The manifest is used to support the scenario above. If the XML editor stores the
converted schema, and the manifest into its cache, then it can detect if and
when it needs to convert the schema anew.
Security note: It is up to you to decide what strength hash you need. **The
manifest is not designed for the sake of providing security.** So its hashes are
not designed to detect willful tampering but rather to quickly determine whether
a schema was edited. In the vast majority of real world usage scenarios, using a
stronger hash would not provide better security because if an attacker can
replace a schema with their own file, they also can access the manifest and
replace the hash in the manifest.
Events
======
Salve expects that the events it receives are those that would be emitted when
validating a **well-formed document**. That is, passing to salve the events
emitted from a document that is malformed will cause salve to behave in an
undefined manner. (It may crash. It may generate misleading errors. It may not
report any errors.) This situation is due to the fact that salve is currently
developed in a context where the documents it validates cannot be malformed
(because they are represented as DOM trees). So salve contains no functionality
to handle problems with well-formedness. Salve **can be used on malformed
documents**, provided you take care of reporting malformedness issues yourself
and strategize how you will pass events to salve.

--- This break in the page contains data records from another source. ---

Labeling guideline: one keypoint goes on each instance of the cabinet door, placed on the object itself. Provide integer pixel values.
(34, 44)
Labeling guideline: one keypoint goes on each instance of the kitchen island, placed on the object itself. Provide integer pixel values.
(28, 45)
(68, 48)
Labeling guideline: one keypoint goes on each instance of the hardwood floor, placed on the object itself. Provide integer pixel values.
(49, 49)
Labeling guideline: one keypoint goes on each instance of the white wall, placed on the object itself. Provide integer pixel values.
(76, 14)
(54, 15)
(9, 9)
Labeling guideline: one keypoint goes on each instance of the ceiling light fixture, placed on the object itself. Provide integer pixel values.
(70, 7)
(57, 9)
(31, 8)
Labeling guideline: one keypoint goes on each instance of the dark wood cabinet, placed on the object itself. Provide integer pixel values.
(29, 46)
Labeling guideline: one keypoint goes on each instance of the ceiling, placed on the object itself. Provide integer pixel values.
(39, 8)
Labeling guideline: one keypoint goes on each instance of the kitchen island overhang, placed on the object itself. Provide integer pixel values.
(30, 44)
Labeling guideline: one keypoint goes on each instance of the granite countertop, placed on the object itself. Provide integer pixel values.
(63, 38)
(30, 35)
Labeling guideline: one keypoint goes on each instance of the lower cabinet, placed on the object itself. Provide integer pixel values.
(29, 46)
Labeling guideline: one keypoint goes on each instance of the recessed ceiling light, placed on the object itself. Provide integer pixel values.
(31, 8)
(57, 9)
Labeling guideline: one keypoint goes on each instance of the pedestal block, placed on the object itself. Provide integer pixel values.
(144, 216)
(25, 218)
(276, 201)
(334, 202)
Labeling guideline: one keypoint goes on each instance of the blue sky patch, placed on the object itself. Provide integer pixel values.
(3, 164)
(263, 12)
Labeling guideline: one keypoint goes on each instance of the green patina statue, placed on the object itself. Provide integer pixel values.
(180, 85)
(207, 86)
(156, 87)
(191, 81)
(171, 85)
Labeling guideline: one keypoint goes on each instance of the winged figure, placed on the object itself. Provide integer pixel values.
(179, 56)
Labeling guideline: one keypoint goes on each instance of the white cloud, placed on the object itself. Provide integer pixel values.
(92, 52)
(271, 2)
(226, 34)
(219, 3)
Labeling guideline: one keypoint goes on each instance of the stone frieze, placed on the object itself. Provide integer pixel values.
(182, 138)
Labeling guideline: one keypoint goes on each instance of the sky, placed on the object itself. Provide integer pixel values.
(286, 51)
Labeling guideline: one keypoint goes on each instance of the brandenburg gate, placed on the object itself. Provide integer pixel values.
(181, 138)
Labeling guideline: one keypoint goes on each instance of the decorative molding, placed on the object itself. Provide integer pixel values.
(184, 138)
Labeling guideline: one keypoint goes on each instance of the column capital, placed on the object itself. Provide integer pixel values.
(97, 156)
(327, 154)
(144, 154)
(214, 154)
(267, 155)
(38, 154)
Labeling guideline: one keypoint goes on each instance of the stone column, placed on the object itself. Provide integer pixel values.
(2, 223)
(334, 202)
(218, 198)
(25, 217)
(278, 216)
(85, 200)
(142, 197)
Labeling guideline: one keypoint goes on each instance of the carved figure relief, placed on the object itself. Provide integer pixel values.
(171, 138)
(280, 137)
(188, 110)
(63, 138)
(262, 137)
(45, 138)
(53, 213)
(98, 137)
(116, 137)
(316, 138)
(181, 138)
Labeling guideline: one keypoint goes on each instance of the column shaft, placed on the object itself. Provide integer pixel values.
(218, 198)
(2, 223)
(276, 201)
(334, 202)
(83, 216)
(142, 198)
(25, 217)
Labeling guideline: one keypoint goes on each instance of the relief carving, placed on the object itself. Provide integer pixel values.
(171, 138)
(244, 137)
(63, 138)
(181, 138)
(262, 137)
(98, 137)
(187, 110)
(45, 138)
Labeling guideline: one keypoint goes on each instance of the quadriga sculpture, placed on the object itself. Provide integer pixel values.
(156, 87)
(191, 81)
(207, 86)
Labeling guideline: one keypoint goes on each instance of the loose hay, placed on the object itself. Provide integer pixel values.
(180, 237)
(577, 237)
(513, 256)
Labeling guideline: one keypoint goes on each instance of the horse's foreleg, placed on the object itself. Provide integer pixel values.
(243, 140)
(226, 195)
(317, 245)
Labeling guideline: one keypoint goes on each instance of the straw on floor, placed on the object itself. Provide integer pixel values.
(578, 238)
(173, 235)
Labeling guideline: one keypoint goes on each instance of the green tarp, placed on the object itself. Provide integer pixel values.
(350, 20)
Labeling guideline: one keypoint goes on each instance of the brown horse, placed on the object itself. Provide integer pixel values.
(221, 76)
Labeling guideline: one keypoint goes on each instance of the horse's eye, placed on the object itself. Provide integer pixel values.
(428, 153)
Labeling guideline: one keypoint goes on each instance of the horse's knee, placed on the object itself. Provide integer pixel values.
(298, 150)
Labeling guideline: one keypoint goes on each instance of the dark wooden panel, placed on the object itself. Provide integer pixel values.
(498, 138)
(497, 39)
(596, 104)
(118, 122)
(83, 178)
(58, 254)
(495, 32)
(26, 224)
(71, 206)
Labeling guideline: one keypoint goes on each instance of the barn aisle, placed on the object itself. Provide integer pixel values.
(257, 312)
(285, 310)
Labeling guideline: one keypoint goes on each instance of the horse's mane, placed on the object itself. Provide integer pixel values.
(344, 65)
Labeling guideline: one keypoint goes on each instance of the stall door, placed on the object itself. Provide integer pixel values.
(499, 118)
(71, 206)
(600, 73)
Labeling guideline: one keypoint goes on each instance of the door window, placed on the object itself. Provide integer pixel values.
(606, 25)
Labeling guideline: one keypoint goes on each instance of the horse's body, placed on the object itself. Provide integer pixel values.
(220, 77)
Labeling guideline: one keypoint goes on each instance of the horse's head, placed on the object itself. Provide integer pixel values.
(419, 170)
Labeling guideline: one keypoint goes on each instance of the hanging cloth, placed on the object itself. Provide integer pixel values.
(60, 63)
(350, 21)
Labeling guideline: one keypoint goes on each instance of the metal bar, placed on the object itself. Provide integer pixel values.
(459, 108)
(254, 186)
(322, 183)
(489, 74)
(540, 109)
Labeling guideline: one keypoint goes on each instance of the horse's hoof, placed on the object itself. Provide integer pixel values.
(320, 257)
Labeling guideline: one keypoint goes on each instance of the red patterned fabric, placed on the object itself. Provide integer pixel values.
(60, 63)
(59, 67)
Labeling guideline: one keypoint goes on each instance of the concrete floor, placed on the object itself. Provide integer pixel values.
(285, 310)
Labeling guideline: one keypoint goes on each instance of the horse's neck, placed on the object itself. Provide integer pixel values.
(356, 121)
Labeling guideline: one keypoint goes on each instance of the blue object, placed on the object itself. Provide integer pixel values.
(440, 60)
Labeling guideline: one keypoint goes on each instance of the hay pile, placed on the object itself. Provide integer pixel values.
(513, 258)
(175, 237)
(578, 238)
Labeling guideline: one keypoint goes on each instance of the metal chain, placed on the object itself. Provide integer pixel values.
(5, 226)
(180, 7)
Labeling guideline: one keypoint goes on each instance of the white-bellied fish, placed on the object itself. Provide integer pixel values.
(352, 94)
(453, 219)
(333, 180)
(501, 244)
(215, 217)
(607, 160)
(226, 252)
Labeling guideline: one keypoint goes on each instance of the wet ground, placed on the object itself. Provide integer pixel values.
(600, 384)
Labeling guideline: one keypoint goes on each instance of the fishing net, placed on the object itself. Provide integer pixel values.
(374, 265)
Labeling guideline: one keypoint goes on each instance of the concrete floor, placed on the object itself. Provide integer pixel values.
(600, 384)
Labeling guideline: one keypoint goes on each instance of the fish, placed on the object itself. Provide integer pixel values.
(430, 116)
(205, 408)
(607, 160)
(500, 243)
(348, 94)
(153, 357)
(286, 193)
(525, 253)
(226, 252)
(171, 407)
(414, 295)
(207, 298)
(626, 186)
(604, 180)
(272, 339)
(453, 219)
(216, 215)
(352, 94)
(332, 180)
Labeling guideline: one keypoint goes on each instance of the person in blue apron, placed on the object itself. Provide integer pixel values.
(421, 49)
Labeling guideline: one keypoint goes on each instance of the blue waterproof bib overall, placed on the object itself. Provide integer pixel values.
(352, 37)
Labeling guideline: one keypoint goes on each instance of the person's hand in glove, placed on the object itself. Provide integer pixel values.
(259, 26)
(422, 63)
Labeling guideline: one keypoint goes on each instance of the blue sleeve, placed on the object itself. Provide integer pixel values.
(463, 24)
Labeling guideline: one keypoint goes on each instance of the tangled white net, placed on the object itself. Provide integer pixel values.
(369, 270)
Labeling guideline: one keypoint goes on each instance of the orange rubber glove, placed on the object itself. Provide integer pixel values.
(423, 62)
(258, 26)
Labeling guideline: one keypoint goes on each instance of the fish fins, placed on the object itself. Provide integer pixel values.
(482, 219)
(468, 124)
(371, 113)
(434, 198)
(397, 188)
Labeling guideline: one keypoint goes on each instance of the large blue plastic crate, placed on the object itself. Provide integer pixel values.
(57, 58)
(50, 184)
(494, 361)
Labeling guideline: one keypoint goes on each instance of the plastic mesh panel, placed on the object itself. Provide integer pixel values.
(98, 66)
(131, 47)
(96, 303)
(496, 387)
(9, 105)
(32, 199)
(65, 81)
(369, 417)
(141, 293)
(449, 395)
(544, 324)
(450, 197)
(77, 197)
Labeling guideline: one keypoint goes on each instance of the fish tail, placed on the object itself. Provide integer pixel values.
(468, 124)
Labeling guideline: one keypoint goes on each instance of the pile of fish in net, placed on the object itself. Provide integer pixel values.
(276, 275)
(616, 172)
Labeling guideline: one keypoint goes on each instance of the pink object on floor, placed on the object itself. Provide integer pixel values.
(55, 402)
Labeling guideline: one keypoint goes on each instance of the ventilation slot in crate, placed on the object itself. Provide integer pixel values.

Multiple strategies are possible for using salve in a context where
well-formedness is not guaranteed. There is no one-size-fits-all solution
here. A primitive parser could abort as soon as evidence surfaces that the
document is malformed. A more sophisticated parser could process the problematic
structure so as to generate an error but give salve something well-formed. For
instance if parsing ``<foo></baz>``, such parser could emit an error on
encountering ``</baz>`` and replace the event that would be emitted for
``</baz>`` with the event that would be emitted for ``</foo>``, and salve will
happily validate it. The user will still get the error produced by the parser,
and the parser will still be able to continue validating the document with
salve.
The parser is responsible for calling ``fireEvent()`` on the walker returned by
the tree created from the RNG. (See above.) The events currently supported by
``fireEvent()`` are defined below:
``"enterStartTag", [uri, local-name]``
Emitted when encountering the beginning of a start tag (the string "<tag",
where "tag" is the applicable tag name) or the equivalent. The qualified
name should be resolved to its uri and local-name components.
``"leaveStartTag", []``
Emitted when encountering the end of a start tag (the string ">") or
equivalent.
``"endTag", [uri, local-name]``
Emitted when encountering an end tag.
``"attributeName", [uri, local-name]``
Emitted when encountering an attribute name.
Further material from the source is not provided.